Wednesday, August 12, 2009

Vanilla Ice Cream

My sister R told me last week, in the name of constructive criticism, that I have too many pictures of "brown foods" on my blog. It's true. I bake bread, almost obsessively. I counted yesterday, and in the past week I've made at least twelve loaves. Bread is pretty much always brown. So, in response to Riv's comment about switching-it-up, and the ever-present summer heat, I decided to make this ice cream. The process is suprisingly simple: you put together a custard-based mixture, throw it in the freezer, and blend it every 45 minutes.
Side note: Half way through the process it hit me. The ice cream making process is eerily similiar to bread baking- you throw together the basic ingredients, wait a bit, mix it, wait a bit, mix it, wait a bit, and ta da! Final product. Looks like however hard I try I can't get away from that bread baking mentality!
After I was done taking pics, I realized that vanilla ice cream is white. Not so different from brown- pretty neutral still. At least I didn't make chocolate.....

The ice cream was delicious, and well worth the effort.
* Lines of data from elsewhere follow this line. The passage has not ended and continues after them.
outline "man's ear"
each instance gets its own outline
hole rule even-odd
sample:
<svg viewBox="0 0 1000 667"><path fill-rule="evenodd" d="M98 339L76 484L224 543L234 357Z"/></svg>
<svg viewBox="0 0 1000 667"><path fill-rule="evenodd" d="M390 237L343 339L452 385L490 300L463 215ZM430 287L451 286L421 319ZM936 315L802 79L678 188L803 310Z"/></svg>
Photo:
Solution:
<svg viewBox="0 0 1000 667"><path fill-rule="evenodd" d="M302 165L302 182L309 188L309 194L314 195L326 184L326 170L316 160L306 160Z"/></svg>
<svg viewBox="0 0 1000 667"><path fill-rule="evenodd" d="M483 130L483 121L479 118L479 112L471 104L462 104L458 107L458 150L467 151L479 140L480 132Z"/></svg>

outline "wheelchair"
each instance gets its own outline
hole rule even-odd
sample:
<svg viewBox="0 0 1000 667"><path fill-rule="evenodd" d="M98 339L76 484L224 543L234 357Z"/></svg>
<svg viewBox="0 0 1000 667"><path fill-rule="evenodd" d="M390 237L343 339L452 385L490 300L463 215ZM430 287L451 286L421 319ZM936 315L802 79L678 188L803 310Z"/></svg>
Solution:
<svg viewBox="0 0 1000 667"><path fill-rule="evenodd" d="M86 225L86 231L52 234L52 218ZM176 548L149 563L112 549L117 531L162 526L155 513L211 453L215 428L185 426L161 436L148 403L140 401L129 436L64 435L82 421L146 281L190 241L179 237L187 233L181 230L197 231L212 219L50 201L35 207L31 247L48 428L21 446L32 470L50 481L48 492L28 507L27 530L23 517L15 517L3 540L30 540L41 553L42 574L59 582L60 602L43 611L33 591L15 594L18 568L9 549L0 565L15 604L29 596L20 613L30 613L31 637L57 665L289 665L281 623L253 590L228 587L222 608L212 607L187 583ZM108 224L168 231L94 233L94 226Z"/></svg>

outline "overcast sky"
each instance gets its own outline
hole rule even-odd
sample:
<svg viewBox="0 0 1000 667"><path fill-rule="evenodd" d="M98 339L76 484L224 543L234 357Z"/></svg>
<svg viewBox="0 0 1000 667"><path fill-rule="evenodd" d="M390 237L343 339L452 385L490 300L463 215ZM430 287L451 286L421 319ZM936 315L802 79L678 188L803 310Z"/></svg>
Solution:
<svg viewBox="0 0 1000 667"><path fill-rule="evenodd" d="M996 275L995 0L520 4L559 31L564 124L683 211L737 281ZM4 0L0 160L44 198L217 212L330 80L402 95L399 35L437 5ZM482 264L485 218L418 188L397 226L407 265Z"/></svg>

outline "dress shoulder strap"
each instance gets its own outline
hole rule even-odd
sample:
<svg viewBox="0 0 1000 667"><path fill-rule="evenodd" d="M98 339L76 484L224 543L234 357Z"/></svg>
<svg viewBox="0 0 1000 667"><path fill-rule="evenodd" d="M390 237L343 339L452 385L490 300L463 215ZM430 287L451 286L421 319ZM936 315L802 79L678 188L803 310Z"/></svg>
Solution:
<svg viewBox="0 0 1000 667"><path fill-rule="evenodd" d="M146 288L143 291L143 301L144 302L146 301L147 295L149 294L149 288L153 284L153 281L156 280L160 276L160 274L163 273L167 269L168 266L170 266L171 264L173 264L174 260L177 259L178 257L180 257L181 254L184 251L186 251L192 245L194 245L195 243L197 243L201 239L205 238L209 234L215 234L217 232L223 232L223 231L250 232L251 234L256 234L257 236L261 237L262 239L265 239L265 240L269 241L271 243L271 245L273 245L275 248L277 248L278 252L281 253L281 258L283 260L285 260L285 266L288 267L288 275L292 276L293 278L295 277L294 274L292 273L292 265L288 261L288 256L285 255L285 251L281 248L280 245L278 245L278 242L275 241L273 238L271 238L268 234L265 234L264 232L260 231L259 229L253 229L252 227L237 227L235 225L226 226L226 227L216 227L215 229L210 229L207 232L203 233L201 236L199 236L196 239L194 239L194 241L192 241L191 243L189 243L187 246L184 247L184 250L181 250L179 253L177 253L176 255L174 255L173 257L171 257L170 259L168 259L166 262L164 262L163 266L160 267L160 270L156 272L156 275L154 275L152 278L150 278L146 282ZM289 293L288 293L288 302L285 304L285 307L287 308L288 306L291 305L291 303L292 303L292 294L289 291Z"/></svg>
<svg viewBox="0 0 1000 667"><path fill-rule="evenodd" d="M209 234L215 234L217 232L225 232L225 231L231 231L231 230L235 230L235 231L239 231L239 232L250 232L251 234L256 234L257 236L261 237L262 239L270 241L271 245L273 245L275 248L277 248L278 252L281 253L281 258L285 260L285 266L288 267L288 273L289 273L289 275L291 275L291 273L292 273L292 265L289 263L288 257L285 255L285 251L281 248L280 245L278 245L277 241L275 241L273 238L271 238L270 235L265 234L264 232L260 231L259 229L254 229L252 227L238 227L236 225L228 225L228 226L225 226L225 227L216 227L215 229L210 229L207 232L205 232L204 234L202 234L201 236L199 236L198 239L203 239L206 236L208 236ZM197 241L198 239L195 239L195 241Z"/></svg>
I will definitely try to make ice cream again with different flavours. The recipe below is a combination of David Lebovitz's recipe and his instructions on how to make ice cream without an ice cream maker.

    Vanilla Ice Cream
  • 1 cup milk
  • A pinch of salt
  • 3/4 cups sugar
  • 1 vanilla bean
  • 5 egg yolks
  • 2 cup heavy cream
  • A few drops of vanilla extract
  1. Heat the milk, salt, and sugar in a saucepan. Split the vanilla bean lengthwise and scrape the seeds into the milk with the tip of a paring knife. Add the bean pod to the milk.

  2. Stir together the egg yolks in a bowl and gradually add some of the warmed milk, stirring constantly as you pour. Pour the warmed yolks back into the saucepan.

  3. Cook over low heat, stirring constantly and scraping the bottom with a heat-resistant spatula until the custard thickens enough to coat the spatula. Strain the custard into the heavy cream. Rinse the vanilla bean and put it back into the custard and cream to continue steeping. Chill thoroughly, then remove the vanilla bean

  4. Chill the mixture over an ice bath.

  5. Put a deep baking dish, or bowl made of plastic, stainless steel or something durable in the freezer, and pour your custard mixture into it.

  6. After forty-five minutes, open the door and check it.
    As it starts to freeze near the edges, remove it from the freezer and stir it vigorously with a spatula or whisk. Really beat it up and break up any frozen sections. Return to freezer.

  7. Continue to check the mixture every 30 minutes, stirring vigorously as it's freezing. If you have one, you can use a hand-held mixer for best results, or use a stick blender or hand-held mixer.You can also use just a spatula or a sturdy whisk along with some modest physical effort.

  8. Keep checking periodically and stirring while it freezes (by hand or with the electric mixer) until the ice cream is frozen. It will likely take 2-3 hours to be ready.